# Happy Halloween Birthday, Spooky1!



## RoxyBlue (Oct 6, 2008)

Have a wonderful Halloweeny birthday and many, many more, babe


----------



## Goblin (Jun 3, 2009)

Happy Birthday Spooky1. May you have as many as me and more!


----------



## Dixie (Feb 18, 2009)

Happiest of birthdays to you Spooky..... thank you for all of the inspiration you and Roxy give us all year, and I hope that your birthday is filled with lots of special things just for YOU!


----------



## Spooklights (Jul 4, 2006)

Happy Birthday, Spooky! Did you get more shark pants? 
(I'm so jealous....birthday on Halloween....)


----------



## dynoflyer (Oct 8, 2006)




----------



## Evil Queen (Mar 8, 2008)




----------



## Night Watchman (Aug 15, 2009)

Happy Birthday Spooky!!!:smoking:


----------



## madmomma (Jul 1, 2009)

Happy birthday spooky 1!


----------



## slightlymad (May 25, 2006)

Happy Happy Horror day


----------



## Wildcat (Nov 3, 2007)

Happy Birthday Spooky1. Hope it was a good one.


----------



## beelce (Jul 21, 2007)

Spooky...I hope you had a GREAT DAY dude!!!!


----------



## Spooky1 (Aug 25, 2008)

Thanks all, it's been a busy day getting everything setup and then taken down. It was a good day (lots of TOTs and they seemed to like the yardhaunt). Roxy and I are off Monday so we can go out for a birthday dinner then.


----------



## Bone Dancer (Oct 7, 2005)

Ahhhhh, Halloween sales shopping and birthday dinner, it can't get better then that.
Happy Birthday


----------



## morbidmike (Sep 11, 2009)

happy birthday Spooky1 I wish you many more haunting B-days


----------



## Johnny Thunder (Feb 24, 2006)




----------



## fick209 (Aug 31, 2009)

Happy Birthday, Spooky1!!!


----------



## Dark Angel 27 (Sep 11, 2008)

*Happy belated birthday spooky1*


----------



## Frighteners Entertainment (Jan 24, 2006)

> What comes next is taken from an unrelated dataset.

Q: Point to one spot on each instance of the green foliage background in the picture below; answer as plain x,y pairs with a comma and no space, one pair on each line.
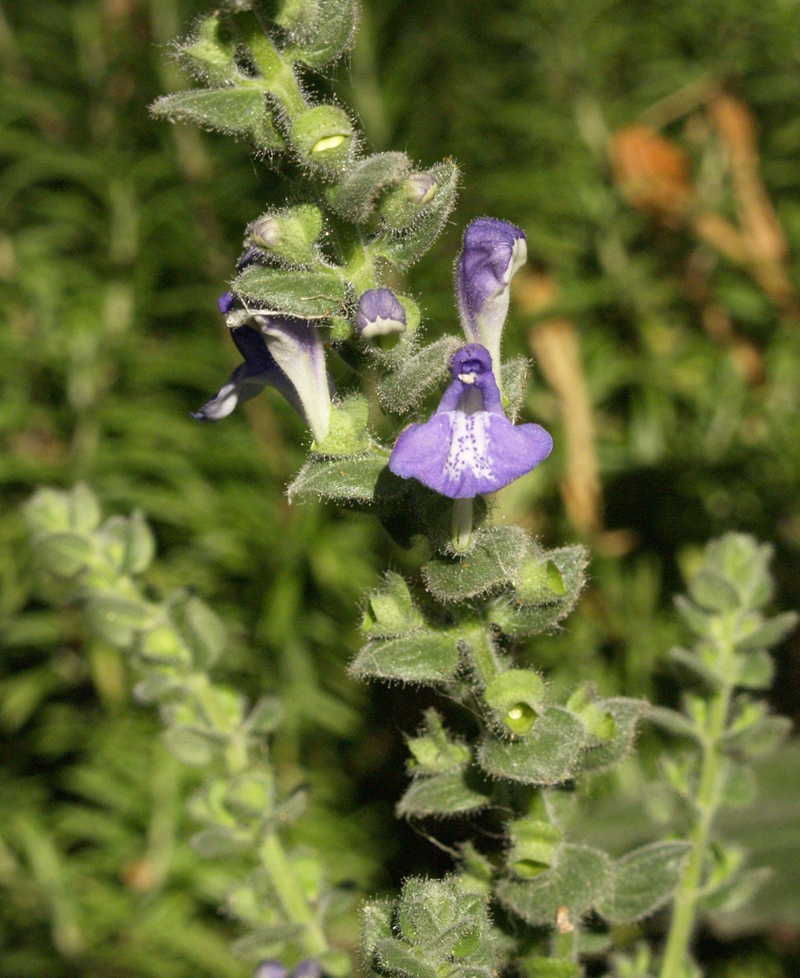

Sorry I missed giving the wish...does sound like Rox took good care of you


----------



## Hauntiholik (May 17, 2006)

Happy belated birthday Spooky1!


----------



## smileyface4u23 (Apr 1, 2008)

Happy belated Birthday!!


----------



## Death's Door (Mar 22, 2006)

Happy Birthday Spooky1!!!!!!!!!!!


----------



## randomr8 (Oct 24, 2009)

happy b-day!


----------



## kevin242 (Sep 30, 2005)

Happy Birthday, Spooky1!


----------



## sharpobject (May 7, 2008)

Happy Belated Birthday !!


----------